File services are typically not, or limited.

> Both servers would also allow users to access the data via
> a VPN thus allowing 1 office with a failed server to access
> the other server via the vpn and still see the data from
both
> offices.

You're going to _saturate_ your link between the two offices
if you start synchronizing files in real-time.  Unless you
have something like a 4+ T-1s, or a 6+Mbps SDSL (i.e.,
synchronous DSL -- 6Mbps upload as well as download), you're
going to find you're not going be able to do this in
"real-time."

At the best, you can use rsync to synchronize files at
several points in the day -- maybe lunch-time and middle of
the night.  To get real-time, you're going to find the load
on your network will be self-defeating.

> I currently have 1 server working but we want to add the
> second office to the system. (Currently 1 office has 10
users
> and the second office has 1 user connected via VPN ) but
the
> second office will have 20 within 12 months and the first
> will have 35 soon ))
> Has anyone done anything like this ?

Yes and no.

Yes, I've done it.  I've done it at high speed in the same
closet (or nearby closet with SAN) with the same storage. 
NFS/Samba with failover c/o Mission Critical Linux (now part
of RHEL).  You need multi-targetable hardware (not cheap).

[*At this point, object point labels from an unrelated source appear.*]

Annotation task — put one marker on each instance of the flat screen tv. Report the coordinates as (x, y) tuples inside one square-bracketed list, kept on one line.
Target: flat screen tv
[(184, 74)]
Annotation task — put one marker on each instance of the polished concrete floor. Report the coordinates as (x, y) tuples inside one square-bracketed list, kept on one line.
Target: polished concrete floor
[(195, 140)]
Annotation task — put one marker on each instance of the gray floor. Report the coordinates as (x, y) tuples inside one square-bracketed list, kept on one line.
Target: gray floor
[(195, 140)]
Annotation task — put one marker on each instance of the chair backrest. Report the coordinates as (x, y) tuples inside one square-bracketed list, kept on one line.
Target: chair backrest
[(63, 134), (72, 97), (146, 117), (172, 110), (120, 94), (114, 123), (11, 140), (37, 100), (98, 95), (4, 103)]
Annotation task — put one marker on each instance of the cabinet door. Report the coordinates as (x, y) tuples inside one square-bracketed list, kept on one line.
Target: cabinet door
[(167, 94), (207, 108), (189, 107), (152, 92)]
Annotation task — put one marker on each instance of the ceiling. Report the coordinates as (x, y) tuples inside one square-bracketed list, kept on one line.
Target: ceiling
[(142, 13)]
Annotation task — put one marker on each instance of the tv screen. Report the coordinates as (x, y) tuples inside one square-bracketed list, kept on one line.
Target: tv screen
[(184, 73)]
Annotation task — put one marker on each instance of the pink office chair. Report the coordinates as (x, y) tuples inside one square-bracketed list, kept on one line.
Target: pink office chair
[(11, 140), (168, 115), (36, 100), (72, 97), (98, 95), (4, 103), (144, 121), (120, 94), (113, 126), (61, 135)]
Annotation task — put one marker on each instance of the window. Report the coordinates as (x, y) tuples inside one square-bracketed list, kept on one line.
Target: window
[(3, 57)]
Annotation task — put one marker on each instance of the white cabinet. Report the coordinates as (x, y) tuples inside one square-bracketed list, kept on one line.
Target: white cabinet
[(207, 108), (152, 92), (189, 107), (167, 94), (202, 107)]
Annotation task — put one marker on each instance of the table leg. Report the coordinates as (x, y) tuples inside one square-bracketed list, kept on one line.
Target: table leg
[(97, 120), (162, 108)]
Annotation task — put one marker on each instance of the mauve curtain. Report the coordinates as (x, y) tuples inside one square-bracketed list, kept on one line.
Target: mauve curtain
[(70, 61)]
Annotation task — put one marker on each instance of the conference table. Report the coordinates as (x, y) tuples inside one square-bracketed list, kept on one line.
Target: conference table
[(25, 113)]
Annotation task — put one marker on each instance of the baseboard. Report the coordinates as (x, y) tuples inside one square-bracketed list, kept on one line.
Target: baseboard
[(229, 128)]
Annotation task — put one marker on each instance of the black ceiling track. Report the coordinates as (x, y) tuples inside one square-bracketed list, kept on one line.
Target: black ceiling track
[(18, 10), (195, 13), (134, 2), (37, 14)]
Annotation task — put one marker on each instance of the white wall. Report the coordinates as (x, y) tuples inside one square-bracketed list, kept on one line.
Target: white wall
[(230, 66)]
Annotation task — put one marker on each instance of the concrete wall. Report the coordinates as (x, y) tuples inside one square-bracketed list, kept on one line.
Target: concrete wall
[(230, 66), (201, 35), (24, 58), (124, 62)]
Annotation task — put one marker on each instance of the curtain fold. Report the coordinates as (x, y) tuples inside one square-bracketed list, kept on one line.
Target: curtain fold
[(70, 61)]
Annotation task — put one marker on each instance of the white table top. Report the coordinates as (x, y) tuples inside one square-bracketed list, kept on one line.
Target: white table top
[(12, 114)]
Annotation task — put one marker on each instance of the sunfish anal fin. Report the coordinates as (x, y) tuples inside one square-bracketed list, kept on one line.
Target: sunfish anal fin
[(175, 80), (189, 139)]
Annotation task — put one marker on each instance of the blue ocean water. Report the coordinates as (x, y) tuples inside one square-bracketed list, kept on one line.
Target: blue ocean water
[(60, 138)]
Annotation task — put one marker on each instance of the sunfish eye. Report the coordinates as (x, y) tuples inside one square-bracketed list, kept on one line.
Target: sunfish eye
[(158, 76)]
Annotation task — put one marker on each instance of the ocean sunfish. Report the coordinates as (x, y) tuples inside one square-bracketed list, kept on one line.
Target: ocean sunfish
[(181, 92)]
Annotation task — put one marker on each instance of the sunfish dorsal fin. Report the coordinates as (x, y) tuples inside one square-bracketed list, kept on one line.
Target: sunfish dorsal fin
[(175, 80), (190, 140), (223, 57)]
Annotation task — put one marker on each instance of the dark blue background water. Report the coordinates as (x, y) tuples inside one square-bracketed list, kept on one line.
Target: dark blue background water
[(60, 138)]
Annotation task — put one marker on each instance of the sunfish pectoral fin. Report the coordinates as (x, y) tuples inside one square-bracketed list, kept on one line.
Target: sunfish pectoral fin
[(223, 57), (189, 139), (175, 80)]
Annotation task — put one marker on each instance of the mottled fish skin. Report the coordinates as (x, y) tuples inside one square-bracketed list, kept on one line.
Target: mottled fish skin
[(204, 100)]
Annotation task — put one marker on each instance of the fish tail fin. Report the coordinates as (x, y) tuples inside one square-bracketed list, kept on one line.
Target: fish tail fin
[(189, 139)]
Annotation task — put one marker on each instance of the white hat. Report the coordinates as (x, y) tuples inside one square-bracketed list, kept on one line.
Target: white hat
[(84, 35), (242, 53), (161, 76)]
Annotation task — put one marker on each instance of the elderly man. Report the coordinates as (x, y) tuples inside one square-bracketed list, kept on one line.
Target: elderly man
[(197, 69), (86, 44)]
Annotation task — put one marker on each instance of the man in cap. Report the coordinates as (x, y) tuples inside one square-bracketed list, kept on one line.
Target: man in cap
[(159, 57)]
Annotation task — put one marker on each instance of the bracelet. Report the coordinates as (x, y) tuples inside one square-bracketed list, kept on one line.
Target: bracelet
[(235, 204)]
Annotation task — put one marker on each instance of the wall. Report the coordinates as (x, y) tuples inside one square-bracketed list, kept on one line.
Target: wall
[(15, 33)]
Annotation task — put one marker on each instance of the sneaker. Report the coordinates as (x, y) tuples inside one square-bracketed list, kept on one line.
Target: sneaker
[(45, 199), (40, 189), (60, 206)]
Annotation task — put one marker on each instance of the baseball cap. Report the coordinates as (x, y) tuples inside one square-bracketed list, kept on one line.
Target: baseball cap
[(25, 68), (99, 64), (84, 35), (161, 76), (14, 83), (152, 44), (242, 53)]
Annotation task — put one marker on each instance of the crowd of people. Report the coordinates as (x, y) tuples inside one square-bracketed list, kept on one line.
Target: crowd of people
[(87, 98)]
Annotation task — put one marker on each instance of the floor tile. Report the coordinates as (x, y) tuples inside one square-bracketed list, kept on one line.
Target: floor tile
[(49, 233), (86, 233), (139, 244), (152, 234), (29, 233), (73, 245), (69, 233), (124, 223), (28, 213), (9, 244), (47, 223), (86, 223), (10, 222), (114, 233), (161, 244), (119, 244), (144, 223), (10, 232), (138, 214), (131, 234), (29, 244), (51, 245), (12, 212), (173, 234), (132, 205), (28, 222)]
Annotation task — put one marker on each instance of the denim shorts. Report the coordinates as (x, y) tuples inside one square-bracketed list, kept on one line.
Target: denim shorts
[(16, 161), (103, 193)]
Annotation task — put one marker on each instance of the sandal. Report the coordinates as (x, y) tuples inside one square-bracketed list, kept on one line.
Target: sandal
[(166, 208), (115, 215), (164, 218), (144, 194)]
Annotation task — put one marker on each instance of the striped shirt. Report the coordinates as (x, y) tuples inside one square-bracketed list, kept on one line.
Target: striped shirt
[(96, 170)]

But no, I haven't done it (nor would I do it) over a VPN
link.  You'll saturate it quickly.  File server clustering is
designed for high speed connections between servers and their
storage.

> I am currently reading & unpicking http://www.linux-ha.org/
> to see what that gives me.

"High-availability" (HA) doesn't necessarily mean "failover."
 Most HA implementations are for read-only web services,
destination NAT (DNAT), etc...

When you start talking failover of network file servers, then
you start talking mega-$$$, lots of bandwidth/synchronization
requirements, hardware, etc... to do it real-time.  GFS
reduced the $$$ and same closet requirement, but it also
expoentially increases bandwidth and other costs.

At best, you'll have to do it non-real-time, using something
like rsync.  It won't be fail-over at all.

> Any clues/comments very welcome, even if you think I am mad
> !

I don't think you're mad.  But I don't think you're aware of
what is all involved with real-time failover of network file
services.  And it's really going to be near impossible over
low-throughput Internet connections.

I'd look to non-real-time rsync instead, running off-hours. 
That's the best you can do unless you have a lot of bandwidth
and a lot of money.  The majority of the HA stuff will _not_
apply.  ;->

-- 
Bryan J. Smith                | Sent from Yahoo Mail
mailto:b.j.smith at ieee.org     |  (please excuse any
http://thebs413.blogspot.com/ |   missing headers)